Children working dangerous, maiming jobs in mining operations? Women in matchstick factories sealing the matches by licking the tips?
Workplace safety regulations exist because they are needed.
And while it is true that unions could be a little more flexible about various aspects of reality, they've spent the last thirty years taking the brunt of people's outrage, making all sorts of concessions, and in the end it is still somehow wrong to expect company bosses, owners, and investors to act in good faith. Unions have no reason to expect that concessions will be met in good faith.
In the Hostess case? We're talking about a company that has been dancing around bankruptcy for over a decade, yet still found the money to give executives all sorts of raises.
Think of it this way: While union membership has plummeted in recent decades, real wages have also stayed flat. Yet if the unions are achieving benefit increases for their workers, we must acknowledge the point that in order to keep a flat average, non-union workers must be losing ground.

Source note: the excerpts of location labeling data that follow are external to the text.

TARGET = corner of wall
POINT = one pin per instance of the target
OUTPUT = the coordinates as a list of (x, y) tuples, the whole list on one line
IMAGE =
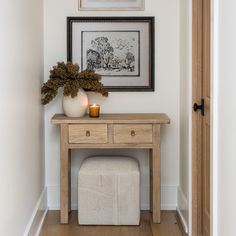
[(37, 218), (182, 209)]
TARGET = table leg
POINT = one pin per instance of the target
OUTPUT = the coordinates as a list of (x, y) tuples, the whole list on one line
[(64, 176), (155, 175)]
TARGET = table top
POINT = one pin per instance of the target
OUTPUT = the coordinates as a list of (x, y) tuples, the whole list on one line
[(121, 118)]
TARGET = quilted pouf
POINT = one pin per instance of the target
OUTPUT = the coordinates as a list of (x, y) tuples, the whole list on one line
[(109, 191)]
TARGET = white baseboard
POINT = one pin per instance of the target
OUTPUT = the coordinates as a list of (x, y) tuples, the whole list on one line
[(36, 220), (168, 197), (182, 209)]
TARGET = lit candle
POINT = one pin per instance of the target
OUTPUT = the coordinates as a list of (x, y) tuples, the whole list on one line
[(94, 110)]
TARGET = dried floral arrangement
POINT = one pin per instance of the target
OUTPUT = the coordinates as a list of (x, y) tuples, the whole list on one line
[(67, 75)]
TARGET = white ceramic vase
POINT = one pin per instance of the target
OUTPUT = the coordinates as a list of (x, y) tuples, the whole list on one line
[(76, 106)]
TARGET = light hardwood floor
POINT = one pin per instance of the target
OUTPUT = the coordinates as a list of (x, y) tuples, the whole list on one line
[(168, 227)]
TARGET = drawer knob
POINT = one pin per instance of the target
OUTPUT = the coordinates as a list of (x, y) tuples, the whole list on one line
[(132, 133)]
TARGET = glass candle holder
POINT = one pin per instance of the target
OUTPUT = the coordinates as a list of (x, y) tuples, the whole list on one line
[(94, 110)]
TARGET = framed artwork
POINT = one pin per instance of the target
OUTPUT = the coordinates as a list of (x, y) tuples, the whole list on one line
[(120, 49), (111, 5)]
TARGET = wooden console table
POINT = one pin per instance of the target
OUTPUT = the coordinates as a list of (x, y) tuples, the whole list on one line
[(111, 131)]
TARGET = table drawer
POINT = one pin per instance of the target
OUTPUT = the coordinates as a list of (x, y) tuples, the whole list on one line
[(133, 133), (88, 133)]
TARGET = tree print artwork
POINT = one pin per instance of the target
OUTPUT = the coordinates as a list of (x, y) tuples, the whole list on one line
[(111, 53)]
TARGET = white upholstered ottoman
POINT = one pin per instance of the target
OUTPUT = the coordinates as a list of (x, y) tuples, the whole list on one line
[(109, 191)]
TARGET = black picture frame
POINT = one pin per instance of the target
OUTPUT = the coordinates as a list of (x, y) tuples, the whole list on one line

And that is how the wider model works. In order to stay competitive, a company must work to pay its labor force less. This is the model that executives and investors have built.
In the end, though, I don't know any American who would agree to the labor conditions Twinkies would be made under if Grupo Bimbo bought up Hostess and took the operation south. And I know damn well that no American worker would accept for themselves, or aspire for their children, the conditions that make Foxconn attractive to Apple.
Our commercial marketplace has carried on this fight for centuries, now, and it's always the same argument.
Meanwhile, I haven't eaten Wonder bread for years. As a kid I ate this mass-produced stuff called Home Pride. These days, I eat sourdough from local manufacturers. Two hundred fifty jobs in Seattle are lost? That's a shame, but aside from that, the loss of Hostess doesn't really mean much to me; I haven't used their products in years.
Indeed, I would suggest, looking around at the people I know, that Hostess suffers to some degree from the same malaise that hit Detroit; the products don't have as wide of appeal, and the company hasn't adapted. Once upon a time, people ate a lot of Wonder bread. And, once upon a time, people bought a ludicrous number of Dodge Aries K automobiles.